Practical Implementation
If you’re running GLM-4.7-Flash locally, here’s what you need to know:
No model re-download required. The fix is in llama.cpp’s handling, not the GGUF file. Just update to the latest commit:
# For llama.cpp users
git pull origin master
make clean && make LLAMA_CUBLAS=1
# For Ollama users
# Wait for the next release (likely 0.14.4) or build from source
Memory estimation is now simpler. The per-token cost drops from ~0.11 MiB to ~0.058 MiB. On a 24GB GPU with a 5GB model, you can estimate:
Available VRAM: 24GB - 5GB (model) - 1GB (overhead) = 18GB
Max tokens: 18GB / 0.058 MiB ≈ 310,000 tokens
In practice, you’ll hit other limits first, but 90K+ is now realistic.
Tool use improves dramatically. The model’s strong function-calling capabilities were previously hamstrung by context limits. With 90K tokens, you can feed it:
– Multiple API documentation pages
– Several repository trees
– Extended conversation history
– Complex system prompts
All without the constant token-budget anxiety.
The Bigger Picture: Beyond GLM-4.7-Flash
This optimization hints at a broader trend: model architectures are outpacing inference engines. MLA, Mamba, and other non-traditional architectures require rethinking assumptions baked into transformers since 2017.
The llama.cpp team’s willingness to merge breaking changes for MLA support sets a precedent. It signals that the “one size fits all” KV cache is dead, and future inference engines will need architecture-specific code paths.
For the community, this is a double-edged sword. On one hand, it unlocks incredible efficiency gains. On the other, it fragments the ecosystem, optimizations for GLM-4.7-Flash won’t help your Llama 3 inference, and vice versa.
The winners will be developers who understand these tradeoffs and pick models that match their hardware constraints. Running GLM-4.7 efficiently on consumer AMD GPUs or building local-first RAG pipelines requires matching architectural innovations to hardware capabilities.

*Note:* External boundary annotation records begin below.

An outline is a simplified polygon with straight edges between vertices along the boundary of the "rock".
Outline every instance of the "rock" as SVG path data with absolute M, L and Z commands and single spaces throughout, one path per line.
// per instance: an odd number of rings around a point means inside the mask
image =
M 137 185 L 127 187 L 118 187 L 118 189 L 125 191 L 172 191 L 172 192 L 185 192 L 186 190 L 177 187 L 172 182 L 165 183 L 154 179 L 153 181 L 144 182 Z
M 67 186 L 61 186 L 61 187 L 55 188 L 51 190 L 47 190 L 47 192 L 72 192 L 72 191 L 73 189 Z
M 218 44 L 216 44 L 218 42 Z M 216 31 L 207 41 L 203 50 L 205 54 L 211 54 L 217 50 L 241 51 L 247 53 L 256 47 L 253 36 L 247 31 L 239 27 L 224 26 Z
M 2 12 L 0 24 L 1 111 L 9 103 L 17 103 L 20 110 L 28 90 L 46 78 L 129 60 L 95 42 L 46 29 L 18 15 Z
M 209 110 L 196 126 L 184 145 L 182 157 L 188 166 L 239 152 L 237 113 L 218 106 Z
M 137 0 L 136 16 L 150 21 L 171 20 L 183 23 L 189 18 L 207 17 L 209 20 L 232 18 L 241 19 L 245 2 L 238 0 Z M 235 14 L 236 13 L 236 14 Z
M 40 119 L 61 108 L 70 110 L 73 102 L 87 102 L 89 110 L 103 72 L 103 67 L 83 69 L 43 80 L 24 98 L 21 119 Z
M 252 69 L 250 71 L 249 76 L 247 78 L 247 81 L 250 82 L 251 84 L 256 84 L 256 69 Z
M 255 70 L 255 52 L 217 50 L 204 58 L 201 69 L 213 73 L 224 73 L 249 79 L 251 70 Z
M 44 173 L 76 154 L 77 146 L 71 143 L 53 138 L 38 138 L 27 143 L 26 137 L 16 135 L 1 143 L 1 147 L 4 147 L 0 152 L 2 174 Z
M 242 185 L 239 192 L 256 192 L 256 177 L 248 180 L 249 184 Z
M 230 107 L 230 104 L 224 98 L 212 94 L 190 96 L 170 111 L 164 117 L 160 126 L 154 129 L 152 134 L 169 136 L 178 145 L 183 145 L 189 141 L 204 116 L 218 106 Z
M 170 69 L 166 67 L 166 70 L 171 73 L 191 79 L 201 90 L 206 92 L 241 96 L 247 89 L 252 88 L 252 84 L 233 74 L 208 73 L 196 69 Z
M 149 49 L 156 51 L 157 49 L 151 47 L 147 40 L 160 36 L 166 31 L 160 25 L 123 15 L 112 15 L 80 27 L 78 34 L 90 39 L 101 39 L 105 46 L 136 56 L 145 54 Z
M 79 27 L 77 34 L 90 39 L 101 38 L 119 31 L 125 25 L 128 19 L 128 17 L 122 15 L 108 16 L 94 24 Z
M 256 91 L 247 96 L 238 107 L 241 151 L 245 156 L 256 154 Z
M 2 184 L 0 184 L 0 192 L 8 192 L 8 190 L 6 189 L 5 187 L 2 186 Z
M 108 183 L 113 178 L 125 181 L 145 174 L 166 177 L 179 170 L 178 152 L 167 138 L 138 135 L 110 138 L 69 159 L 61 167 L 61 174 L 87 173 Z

Conclusion: The Free Lunch Was Just Served
The GLM-4.7-Flash KV cache optimization is a rare true free lunch in computer science: a change that reduces memory usage, improves speed, and requires no model retraining. By simply not storing data the model never uses, we’ve unlocked nearly double the context capacity on existing hardware.
For consumers, this means longer documents, more complex agents, and better local AI tools. For researchers, it’s a reminder to question fundamental assumptions. And for the cloud AI industry, it’s another warning shot: the gap between local and hosted inference just got smaller.
The patch is live. Update your llama.cpp. Feed your GPU the context it deserves.
Next Steps:
– Try GLM-4.7-Flash with the new optimizations and report your context capacity gains
– Explore how this changes your RAG pipeline design
– Consider whether MLA-style architectures fit your use case better than traditional GQA
The future of local AI isn’t just smaller models, it’s smarter memory usage.